The descent was steep in parts and I’m definitely getting slow going down hill, perhaps not a problem if only out for a day but when there’s still another 8 days of walking until reaching the North Sea I want to protect the knee as much as possible, although it means that I’m doing strange and wonderful pirouettes to try to land each step with minimum force.

And at the bottom of the descent, arriving at the very southern end of Haweswater Reservoir, it looked a long, long way to the dam at the northern end. And it was. Not difficult, just long.

A bit too long, at times seemingly never-ending. And there were still two hours of walking after the dam in order to get to Shap. My timings for the day worked out more or less correct. I lost in places (getting lost, taking time with the Americans and then the careful steep descent) but gained a bit along the flat though started to flag by the end of the day. In the timings I’ve not factored in fatigue which I’ll have to take into consideration of a few of the days to come. And that fatigue is not helped by the pack, its weight now becoming a significant factor.

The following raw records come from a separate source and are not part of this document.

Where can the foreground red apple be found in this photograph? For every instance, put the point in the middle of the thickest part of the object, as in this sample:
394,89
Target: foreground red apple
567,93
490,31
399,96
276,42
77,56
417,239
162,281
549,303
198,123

Nonetheless, I wasn’t the slowest on the route. I met, and passed, a number of people who had started out before me so although I might not still be up to my own timings I’m still better than many. I know some people took more than 12 hours on this route, almost arriving in the dark. I did it in 9 and thought that was pushing it. Any longer and I don’t want to be walking with my pack.

The last few miles, after the village of Brampton, seemed to go on forever. By the time I reached the ruins of Shap Abbey all it merited was a quick snap and a long curse as I realised there was a steep road climb to get out of the bowel in which it was constructed. In other circumstances would have had a quick look around but by that time, close to 6 o’clock, all I wanted was to find my bed for the night.

Tomorrow is long in terms of miles but without the same sort of ascent – so should be OK

As to physical decay there are lots of aches and pains, the normal inability to move once in my night’s lodging as the body has decided to shut down for the evening. The tops of the feet aren’t any worse, so I’m hoping that issue will slowly recede. Knee hurts, but going to look for some medication tomorrow to see if that can, at least, keep the discomfort tolerable.

And getting close to half way!

Although cloudy and overcast for much of the day I was still walking in a T-shirt and shorts from beginning to end.

So at 18.15 on Monday 23rd September it was 64 miles down and 136 to go

Practical Information:

Accommodation

New Ing Lodge. Had a single room for a reasonable price (£28.00 B+B), so no mark up for single travellers. Not en-suite. It felt quite quaint to be staying in a room with just a wash basin and having to queue or wait for a quiet period for the toilet/shower. Old house and every movement meant that the floors squeaked. Also, even with 3 foot thick walls you could still hear people talking.

Has its own little bar, but didn’t risk trying what they had on draught, a cold previously unknown bottle of cider (Green Orchard) was preferable.

Has free wifi, some places better than others for reception but it worked well in my room.

Does evening meals – didn’t try it as thought the cider was a better bet.